Two fascinating oversized exercise/scrap books came to light last week which brought back many Easter memories from my teenage years.  Easter Camp was a central activity for the Presbyterian Bible Class Movement from its beginnings in 1896.  Each year thousands of young people congregated in numerous, often obscure sites around the country, where we lived in tents, small huts, large halls, under show ground grandstands and school class rooms.  We arrived in a high state of excitement dismounting from hired buses, trains, farm drays, motorbikes and old cars.  Laden with bags of all shapes and sizes, blankets (sleeping bags were yet affordable items for the non-experienced camper) pillows and above all hot water bottles – it was always cold, we sought out the registration table.

The immense organisation that went into these camps, which these two acquisitions reveal, had us all well accounted for from being allocated study groups, sleeping space, activity & sport groups, fatigue groups to undertake chores such as dinner preparation, ablution duties, and dish washing.  Overseen by a Camp Mum (not the Topp Twin variety) and Camp Dad, numerous adults and Bible Class Officers we arrived determined to have the time of our lives.

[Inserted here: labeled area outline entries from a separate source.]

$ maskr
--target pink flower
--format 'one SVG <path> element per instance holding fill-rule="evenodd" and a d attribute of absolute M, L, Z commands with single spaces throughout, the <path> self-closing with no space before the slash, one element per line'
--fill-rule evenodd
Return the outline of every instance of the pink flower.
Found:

Preparing our sleeping arrangements was something to observe! Palliasses often needed filling with straw, it was during these years that I discovered hayfever, although described most commonly then as a head cold.  Sleeping head to tail around the space, divided by our bags, we managed to find places to have our treasured items handy and especially obvious-our Bibles, that was one of the main reasons for attending in-all said-and-done. Inspections occurred daily and became part of the competition regime that existed to entice this mad group of adolescence to behave and be ordered in all things.  Fits into Presbyterian ethos I realise!

Master Chefs? Maybe

The first meal was equivalent to a hot dog in today’s language; a saveloy or sausage and bread with tomato sauce. Cocoaand cookies for supper was very welcome especially when cold and drunk in front of a large fire.

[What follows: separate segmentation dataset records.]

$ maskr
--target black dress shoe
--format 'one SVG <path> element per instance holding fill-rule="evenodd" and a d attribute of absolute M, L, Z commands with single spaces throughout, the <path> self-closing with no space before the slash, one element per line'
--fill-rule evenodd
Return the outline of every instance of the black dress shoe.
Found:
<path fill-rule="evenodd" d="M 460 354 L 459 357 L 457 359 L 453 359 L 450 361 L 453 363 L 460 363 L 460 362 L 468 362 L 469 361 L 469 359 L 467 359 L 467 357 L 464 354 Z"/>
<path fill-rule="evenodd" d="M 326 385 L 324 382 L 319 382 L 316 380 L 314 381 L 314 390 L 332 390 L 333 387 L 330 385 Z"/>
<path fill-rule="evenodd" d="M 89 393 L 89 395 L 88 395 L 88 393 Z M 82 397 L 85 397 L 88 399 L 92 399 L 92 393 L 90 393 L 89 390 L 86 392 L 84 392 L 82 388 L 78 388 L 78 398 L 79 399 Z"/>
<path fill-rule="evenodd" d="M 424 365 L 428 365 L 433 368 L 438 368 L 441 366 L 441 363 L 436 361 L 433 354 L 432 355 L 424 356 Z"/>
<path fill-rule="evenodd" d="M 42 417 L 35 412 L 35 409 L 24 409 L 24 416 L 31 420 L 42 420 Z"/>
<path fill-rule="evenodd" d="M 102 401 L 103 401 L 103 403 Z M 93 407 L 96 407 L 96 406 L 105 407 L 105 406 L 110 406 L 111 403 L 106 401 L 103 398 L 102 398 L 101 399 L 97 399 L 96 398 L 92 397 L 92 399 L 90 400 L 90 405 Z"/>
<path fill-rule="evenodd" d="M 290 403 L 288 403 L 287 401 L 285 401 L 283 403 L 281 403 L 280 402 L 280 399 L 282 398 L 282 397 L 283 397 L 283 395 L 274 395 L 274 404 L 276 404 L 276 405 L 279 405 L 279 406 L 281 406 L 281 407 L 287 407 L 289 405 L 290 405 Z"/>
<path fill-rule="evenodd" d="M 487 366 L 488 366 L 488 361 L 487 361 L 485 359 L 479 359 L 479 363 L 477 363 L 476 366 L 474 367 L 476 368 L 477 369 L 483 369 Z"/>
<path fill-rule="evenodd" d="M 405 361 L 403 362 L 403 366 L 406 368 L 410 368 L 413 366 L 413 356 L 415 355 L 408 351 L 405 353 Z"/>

The devotional life at camp was always a challenge, devotions in the morning and evening, study groups often twice a day, and a formal service. Any attempt to excuse oneself met with a considerable amount of disbelief and encouragement to leave your problem with God.  Each year a minister was chosen to write a study that was used throughout the country.  The leaders of the groups  met for many weeks prior to Camp so they would be well prepared to nurture through the enthusiastic and the uninterested in making a decision to be followers of Jesus.

Drama and music activities were always fun which often led to an inspired contribution for that infamous and generally hilarious concert towards the end of the Camp. One of my memories was being part of the ‘Looney Girls’ Choir’ where we sang advertisements intercepted with a chorus “One, two; three persil for me”.

Many pranks confronted us.  I recall one occasion when an old Austin 8 or similar red and black vehicle named ‘Monica’ was planted in the girls’ sleeping quarters and covered in our night attire.  What mayhem sorting it all out.

The end of the Camp came all too soon.  Many new friends were made some would last a life time.  Many decisions were made both privately and publicly, some we maintained others were soon forgotten but in all we wearily packed our bags and with considerable satisfaction headed home to wait for the next years Camp.

Thank you Elizabeth Robinson for holding  onto these wonderful scrapbooks covering Camps in the Auckland region from 1929 to 1940, they are treasures, and thank you St. James Auckland for forwarding them on.

By Yvonne whose camping memories date her to the mid 1950s!